Inventing and refining computer intrusion detection (ID) techniques is an ongoing research problem at the Defense Advanced Research Projects Agency (DARPA), which has sponsored over 20 different projects at various companies and universities. The Air Force Research Laboratory (AFRL), which manages over $10 million worth of these ID programs, recently accepted responsibility for developing a common test architecture and process to evaluate DARPA-sponsored research efforts. AFRL will publicize the results of its ongoing evaluations at semiannual DARPA Intrusion Detection program reviews—to date AFRL has completed one iteration of the test-and-publicize cycle. The results are described here.

Back to Top

Threats and Attack Techniques

One problem facing government computer network managers is that many threats are undefined and open-ended. Worse, software for breaking into computer networks is freely available on the Internet, complete with instructions.2 Hackers constantly invent new attacks and disseminate them over the Web. These problems are not limited to the government—many corporations fight industrial espionage daily to protect trade secret information. Juvenile hackers, while not necessarily as malicious as dedicated adversaries, can still wreak significant damage to systems and their defenses.3 Moreover, disgruntled employees, bribery, and coercion make networks vulnerable to attacks from the inside. ActiveX, Java, and increasing reliance on "commercial off-the-shelf" technology help infiltrators make unknowing accomplices of legitimate users. Add accidental vulnerabilities lying undiscovered in large software programs, and the only reliable guiding principles read like a paranoid manifesto: your mission-critical software has vulnerabilities; sooner or later those vulnerabilities will be exploited; there will always be super-hackers more clever than you; and you can never prevent all attacks.
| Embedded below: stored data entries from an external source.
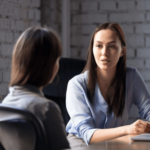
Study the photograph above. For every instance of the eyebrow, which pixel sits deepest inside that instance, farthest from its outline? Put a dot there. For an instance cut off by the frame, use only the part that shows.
(108, 42)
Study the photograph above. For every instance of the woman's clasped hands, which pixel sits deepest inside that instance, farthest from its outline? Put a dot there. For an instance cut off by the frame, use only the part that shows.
(138, 127)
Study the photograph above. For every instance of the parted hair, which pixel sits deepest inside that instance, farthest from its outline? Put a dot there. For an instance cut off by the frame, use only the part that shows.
(116, 92)
(34, 56)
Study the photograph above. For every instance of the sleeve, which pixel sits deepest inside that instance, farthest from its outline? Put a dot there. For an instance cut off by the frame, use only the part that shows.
(55, 128)
(141, 96)
(80, 114)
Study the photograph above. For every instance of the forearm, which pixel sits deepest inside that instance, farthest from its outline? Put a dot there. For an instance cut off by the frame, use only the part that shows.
(107, 134)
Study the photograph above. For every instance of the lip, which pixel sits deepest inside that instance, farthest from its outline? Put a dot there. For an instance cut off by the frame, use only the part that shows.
(104, 60)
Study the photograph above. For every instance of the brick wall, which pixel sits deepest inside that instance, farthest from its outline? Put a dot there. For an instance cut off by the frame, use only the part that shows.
(51, 14)
(15, 17)
(134, 18)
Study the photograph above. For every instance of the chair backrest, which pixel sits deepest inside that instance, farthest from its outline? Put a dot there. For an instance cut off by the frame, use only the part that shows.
(56, 91)
(21, 130)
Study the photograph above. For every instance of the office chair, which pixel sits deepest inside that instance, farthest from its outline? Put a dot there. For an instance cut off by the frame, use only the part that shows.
(56, 91)
(21, 130)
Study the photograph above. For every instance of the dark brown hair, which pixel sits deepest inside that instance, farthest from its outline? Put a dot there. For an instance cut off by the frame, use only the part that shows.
(34, 57)
(116, 91)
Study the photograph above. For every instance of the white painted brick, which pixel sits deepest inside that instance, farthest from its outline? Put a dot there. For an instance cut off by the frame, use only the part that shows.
(90, 18)
(34, 23)
(135, 63)
(9, 36)
(147, 3)
(141, 5)
(88, 29)
(6, 23)
(127, 17)
(16, 12)
(1, 23)
(25, 3)
(31, 14)
(36, 3)
(24, 14)
(122, 5)
(79, 40)
(6, 76)
(75, 29)
(147, 41)
(148, 85)
(37, 14)
(26, 24)
(134, 112)
(107, 5)
(12, 24)
(139, 17)
(0, 76)
(148, 16)
(6, 49)
(75, 6)
(89, 6)
(130, 53)
(3, 89)
(143, 53)
(127, 28)
(145, 75)
(19, 25)
(126, 5)
(16, 36)
(136, 40)
(147, 63)
(2, 36)
(142, 28)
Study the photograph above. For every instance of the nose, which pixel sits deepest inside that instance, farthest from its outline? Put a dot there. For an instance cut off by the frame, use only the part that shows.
(104, 50)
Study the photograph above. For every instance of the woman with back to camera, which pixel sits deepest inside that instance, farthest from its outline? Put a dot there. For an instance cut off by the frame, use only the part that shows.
(35, 62)
(99, 100)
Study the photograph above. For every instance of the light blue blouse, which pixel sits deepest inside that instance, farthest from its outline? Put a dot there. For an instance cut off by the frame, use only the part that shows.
(86, 118)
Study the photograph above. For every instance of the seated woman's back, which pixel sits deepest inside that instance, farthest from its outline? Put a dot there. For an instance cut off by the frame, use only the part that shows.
(35, 63)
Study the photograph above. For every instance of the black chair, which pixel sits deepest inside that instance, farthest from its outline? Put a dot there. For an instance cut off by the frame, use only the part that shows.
(21, 130)
(56, 91)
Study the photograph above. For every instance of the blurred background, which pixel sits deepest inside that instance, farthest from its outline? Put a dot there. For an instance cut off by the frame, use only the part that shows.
(74, 21)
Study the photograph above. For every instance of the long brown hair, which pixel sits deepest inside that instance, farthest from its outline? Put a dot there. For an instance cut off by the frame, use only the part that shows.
(116, 91)
(34, 57)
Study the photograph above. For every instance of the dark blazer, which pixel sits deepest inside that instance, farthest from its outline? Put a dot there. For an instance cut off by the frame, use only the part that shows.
(31, 98)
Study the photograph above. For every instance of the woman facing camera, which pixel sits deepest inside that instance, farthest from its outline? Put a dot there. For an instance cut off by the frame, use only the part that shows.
(99, 100)
(35, 62)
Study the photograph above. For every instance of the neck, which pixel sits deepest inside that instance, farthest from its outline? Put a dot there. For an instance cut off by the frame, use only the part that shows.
(105, 76)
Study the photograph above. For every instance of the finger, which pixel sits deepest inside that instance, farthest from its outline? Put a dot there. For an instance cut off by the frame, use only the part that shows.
(147, 129)
(142, 122)
(143, 126)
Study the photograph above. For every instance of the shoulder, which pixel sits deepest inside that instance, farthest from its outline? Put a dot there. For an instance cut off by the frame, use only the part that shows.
(43, 102)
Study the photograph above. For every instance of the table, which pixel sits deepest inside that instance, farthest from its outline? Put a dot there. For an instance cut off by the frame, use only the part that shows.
(122, 143)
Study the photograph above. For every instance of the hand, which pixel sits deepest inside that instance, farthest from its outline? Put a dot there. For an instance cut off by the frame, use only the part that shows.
(138, 127)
Combinations of host-based, network-based, and router-based ID systems enhance an organization's ability to detect attacks automatically. In practice, however, most attention is given to the point of entry into an entire domain (a firewall, for example) and little elsewhere. This leaves the entire network susceptible to the full range of insider attacks just discussed. Furthermore, encryption and other coding techniques easily bypass network-based ID systems by scrambling network packet contents.

Back to Top

Intrusion Detection Basics

Host-based ID systems directly monitor the computers on which they run, often through tight integration with the operating system. Although they monitor insiders with the same vigilance as outsiders, and although network encryption doesn't affect them, the number and diversity of computers often make it impossible to protect each computer individually with a host-based ID system. Furthermore, while host-based ID systems have direct access to a wealth of trustworthy information straight from the operating system, they are generally power-hungry. Several DARPA efforts (including Purdue University COAST Laboratory's Enhanced Intrusion and Misuse Detection Techniques program) currently focus on new techniques for leveraging the advantages of direct operating system access with a much smaller impact on performance and with much greater reliability. Other efforts will provide a trustworthy automated mechanism for managing hundreds of host-based ID sensors so that eventually every computer in an organization can be directly protected.
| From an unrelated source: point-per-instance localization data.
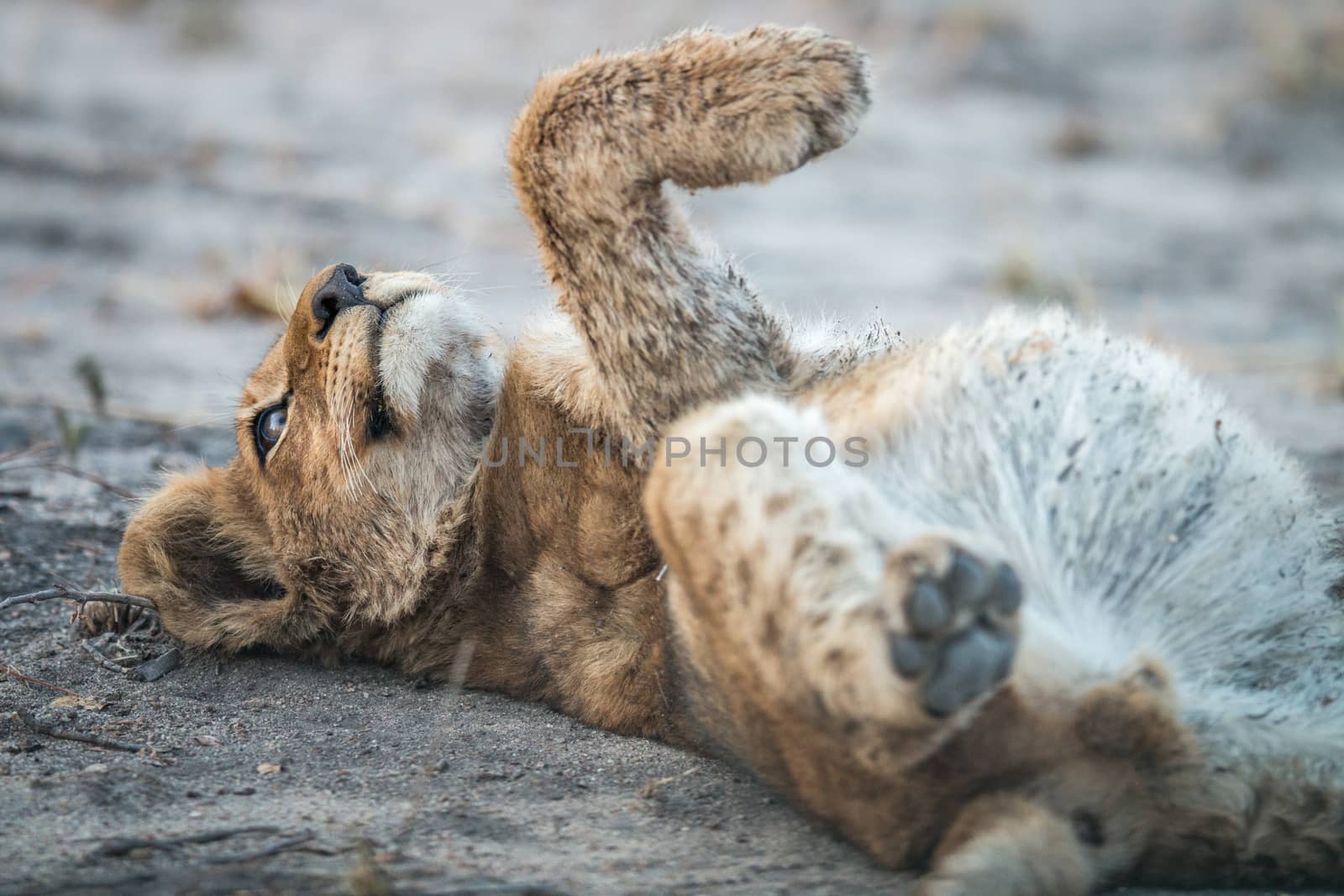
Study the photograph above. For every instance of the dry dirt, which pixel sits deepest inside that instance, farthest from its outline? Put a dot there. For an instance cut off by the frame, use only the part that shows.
(168, 168)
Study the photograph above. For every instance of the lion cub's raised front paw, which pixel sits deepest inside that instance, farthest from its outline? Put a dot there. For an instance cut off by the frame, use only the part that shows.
(100, 617)
(960, 624)
(754, 105)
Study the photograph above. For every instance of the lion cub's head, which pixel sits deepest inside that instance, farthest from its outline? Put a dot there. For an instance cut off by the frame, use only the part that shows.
(356, 430)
Network-based ID systems monitor network traffic between hosts. Unlike host-based ID systems, which detect malicious behavior outright, these systems deduce behavior based on the content and format of data packets on the network. Among other things, they analyze overt requests for sensitive information and repeated failed attempts to violate security policy. Many current network-based ID systems are quite primitive, only watching for the words and commands of a hacker's vocabulary. A few are more sophisticated and analyze protocol-specific information. If host-based ID sensors are analogous to a guard dog for each computer "home," network-based ID systems are the neighborhood police patrols. Many of the network monitors under research at DARPA (such as Boeing's Automatic Response to Intrusions and Stanford Research Institute's Emerald project) can even respond to calls for help, either by decisively terminating an intrusion or by more graduated responses. Such responses include filtering, isolation, changing logging or even more drastic actions such as disconnection. Other DARPA efforts (Columbia University's learning-based JAM project and Berkeley's Common Intrusion Detection Framework, for example) are currently investigating techniques for more reliable detection of intrusions through collaboration between different kinds of detection systems.
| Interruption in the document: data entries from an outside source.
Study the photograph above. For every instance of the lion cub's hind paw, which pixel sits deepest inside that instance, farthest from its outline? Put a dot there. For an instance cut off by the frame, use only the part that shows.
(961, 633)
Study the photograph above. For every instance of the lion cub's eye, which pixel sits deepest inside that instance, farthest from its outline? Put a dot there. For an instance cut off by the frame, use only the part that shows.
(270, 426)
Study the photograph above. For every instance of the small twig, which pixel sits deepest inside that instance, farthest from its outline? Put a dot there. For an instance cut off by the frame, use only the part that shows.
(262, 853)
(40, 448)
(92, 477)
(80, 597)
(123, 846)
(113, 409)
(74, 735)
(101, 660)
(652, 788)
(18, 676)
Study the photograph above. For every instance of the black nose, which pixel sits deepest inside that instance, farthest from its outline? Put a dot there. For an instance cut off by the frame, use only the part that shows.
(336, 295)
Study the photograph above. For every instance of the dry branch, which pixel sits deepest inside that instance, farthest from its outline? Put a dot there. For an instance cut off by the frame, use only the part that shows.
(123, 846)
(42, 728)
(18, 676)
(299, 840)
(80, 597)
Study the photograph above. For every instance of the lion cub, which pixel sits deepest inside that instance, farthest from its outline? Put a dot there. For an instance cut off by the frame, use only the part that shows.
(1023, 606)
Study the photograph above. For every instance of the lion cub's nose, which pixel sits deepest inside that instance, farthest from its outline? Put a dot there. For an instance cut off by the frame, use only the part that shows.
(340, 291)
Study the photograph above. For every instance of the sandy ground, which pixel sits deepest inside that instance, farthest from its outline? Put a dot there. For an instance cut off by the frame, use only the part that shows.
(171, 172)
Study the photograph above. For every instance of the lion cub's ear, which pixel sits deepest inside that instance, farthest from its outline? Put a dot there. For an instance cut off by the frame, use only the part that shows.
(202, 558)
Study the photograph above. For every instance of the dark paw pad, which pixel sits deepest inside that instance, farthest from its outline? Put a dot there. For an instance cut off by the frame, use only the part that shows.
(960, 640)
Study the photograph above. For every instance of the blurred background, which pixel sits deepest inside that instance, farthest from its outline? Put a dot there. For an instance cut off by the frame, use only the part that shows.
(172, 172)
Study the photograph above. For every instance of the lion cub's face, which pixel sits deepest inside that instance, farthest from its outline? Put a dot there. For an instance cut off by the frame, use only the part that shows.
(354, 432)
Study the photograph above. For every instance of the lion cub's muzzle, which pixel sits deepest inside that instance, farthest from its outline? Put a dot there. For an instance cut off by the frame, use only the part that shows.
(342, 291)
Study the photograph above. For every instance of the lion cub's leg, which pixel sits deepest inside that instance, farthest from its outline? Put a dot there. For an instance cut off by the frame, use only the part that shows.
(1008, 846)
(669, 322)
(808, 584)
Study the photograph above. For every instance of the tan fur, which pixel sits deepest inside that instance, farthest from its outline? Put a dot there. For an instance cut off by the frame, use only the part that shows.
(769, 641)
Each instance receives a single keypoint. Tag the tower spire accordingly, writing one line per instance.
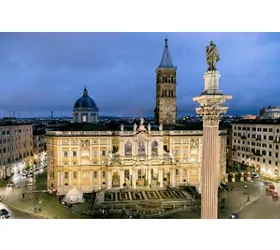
(166, 61)
(85, 93)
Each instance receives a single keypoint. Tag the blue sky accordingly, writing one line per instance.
(40, 72)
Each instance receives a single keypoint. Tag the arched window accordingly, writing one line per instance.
(154, 148)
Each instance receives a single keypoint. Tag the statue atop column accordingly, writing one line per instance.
(212, 56)
(134, 127)
(141, 126)
(149, 127)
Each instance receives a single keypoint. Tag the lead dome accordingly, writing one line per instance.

Router-based ID systems protect the network infrastructure. These systems ensure safe, reliable connections between computers over large networks. In the home-host analogy mentioned previously, router-based monitors are like highway patrols between neighborhoods. Unfortunately, although monitors installed on routers stop intruders from even entering a network, the slightest additional load imposed by an ID system impairs a router's ability to shuttle huge amounts of data between networks. For this reason, some DARPA projects (MCNC's Scalable Intrusion Detection for the Emerging Network Infrastructure, and Boeing's Dynamic Cooperating Boundary Controllers) are currently investigating methods of retaining router monitors' advantages while minimizing the impact to performance.

Back to Top

Evaluating Intrusion Detection Systems

The Air Force Research Laboratory began testing many of the DARPA-sponsored intrusion detection systems in 1998. Because few network administrators and no security professionals wanted to invite AFRL to stage attacks against these systems over their networks, AFRL established a self-contained testing environment to model an actual basenetwork.

Supporting the AFRL test program, the Massachusetts Institute of Technology's Lincoln Laboratory developed non-real-time evaluation tools for assessing the performance of individual ID systems. Their simple testbed enabled dramatically accelerated playback of huge volumes of data to quickly produce high-confidence performance specifications. However, when these individual ID systems are deployed, they will have to defend larger, more complex networks and will interact with other components. This interaction and the resulting overall performance is impossible to reproduce in a non-real-time environment.

If host-based ID sensors are analogous to a guard dog for each computer "home," network-based ID systems are the neighborhood police patrols.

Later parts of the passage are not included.